Одиночество и детство
Я хочу, Друг мой, чтобы каждая моя строчка сообщала тебе, что мы вместе приобщаемся к жизни… И вот напомню: то, что есть ты, пришло из Океана Времен и было Другим Существом — единым в несметном множестве.
Каждый из предков в себе нес тебя. А незадолго перед зачатием то, что должно было стать тобой, точнее, твоим организмом, домом твоей души, — было двумя клетками, жившими в разных людях. Двумя раздельными половинками, которые могли и не встретиться.
Мне всегда казалось ужасной ошибкой, что я не знаю всей своей жизни-до-себя и после-себя, что разобщен с Собой Целым — и разобщенность эта, чуется мне, и есть мое самое большое, самое главное одиночество.
Оглядываясь на освещенные тусклым светом отрывочных сведений ближайшие из родовых коридоров, ко мне идущих, замечаю (или выискиваю?.. притягиваю?..) знаки некоей неслучайности, намеки судьбы.

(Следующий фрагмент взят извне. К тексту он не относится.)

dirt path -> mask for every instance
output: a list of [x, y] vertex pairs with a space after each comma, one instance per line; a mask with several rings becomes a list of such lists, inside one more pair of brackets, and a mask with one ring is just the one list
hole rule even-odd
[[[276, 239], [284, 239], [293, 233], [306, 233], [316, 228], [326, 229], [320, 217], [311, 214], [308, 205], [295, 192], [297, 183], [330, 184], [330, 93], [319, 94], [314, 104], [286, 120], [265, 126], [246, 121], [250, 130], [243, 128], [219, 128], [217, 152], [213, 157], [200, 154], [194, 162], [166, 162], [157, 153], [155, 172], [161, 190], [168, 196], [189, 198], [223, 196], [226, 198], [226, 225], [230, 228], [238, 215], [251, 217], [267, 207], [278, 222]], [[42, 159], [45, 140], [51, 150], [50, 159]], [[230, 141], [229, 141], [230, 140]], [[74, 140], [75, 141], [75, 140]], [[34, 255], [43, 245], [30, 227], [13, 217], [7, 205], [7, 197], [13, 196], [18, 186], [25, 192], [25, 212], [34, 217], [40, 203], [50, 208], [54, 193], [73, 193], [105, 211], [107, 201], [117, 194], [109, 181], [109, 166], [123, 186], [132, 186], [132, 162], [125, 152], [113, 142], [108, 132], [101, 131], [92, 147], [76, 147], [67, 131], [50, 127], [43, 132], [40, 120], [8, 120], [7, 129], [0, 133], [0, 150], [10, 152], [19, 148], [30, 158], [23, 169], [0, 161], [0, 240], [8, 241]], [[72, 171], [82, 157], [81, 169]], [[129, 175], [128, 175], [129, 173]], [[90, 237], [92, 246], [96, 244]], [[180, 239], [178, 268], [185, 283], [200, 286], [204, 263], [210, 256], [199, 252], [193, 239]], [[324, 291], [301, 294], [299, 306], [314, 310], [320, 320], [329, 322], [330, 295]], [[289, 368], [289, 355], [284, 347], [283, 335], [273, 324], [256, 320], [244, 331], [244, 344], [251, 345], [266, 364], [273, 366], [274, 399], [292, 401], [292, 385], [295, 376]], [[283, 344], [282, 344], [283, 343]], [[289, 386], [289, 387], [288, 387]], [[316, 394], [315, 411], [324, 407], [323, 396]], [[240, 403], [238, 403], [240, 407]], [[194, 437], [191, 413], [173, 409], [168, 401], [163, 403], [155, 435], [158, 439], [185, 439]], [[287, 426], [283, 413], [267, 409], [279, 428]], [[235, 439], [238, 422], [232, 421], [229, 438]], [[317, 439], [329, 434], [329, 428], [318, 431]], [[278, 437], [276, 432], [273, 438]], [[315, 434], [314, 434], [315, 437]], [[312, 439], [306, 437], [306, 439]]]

Вот предок по прозванью Клячко. (Мальчику из «Нестандартного ребенка», во многом похожему на меня, я недаром дал эту фамилию.)
Пришлый поляк, принявший иудаизм. Все российские и украинские Клячко и Кличко (и братья-боксеры) — его потомки.
Согласно историческим хроникам, был приближенным Ивана Грозного и по его приказу казнен в Москве на Лобном месте. Голову отрубили за то, что будто бы соблазнил одну из царских жен. Так ли было взаправду, Бог ведает, но всякий раз, как бываю на Красной площади, возле Лобного места начинает ныть шея, слегка уплывает сознание..
Потомок незадачливого соблазнителя, прадед Клячко в Конотонской округе известен был, как предсказатель и маг, к фамилии прибавляли, прозвище «Ворожба».
Другой прадед, Вольф Цирлин был музыкантом, пьяницей и гулякой, плодил детей в разных местах, я чем-то пошел в него.
Еще один прадед был, вероятно, немцем, белокурой бестией, донжуаном местного разлива из смешанной еврейско-немецкой колонии в селе Новополтавка под Николаевом. Прабабушка-еврейка с ним согрешила, но так ли было в действительности или только по подозрению, нельзя сказать точно.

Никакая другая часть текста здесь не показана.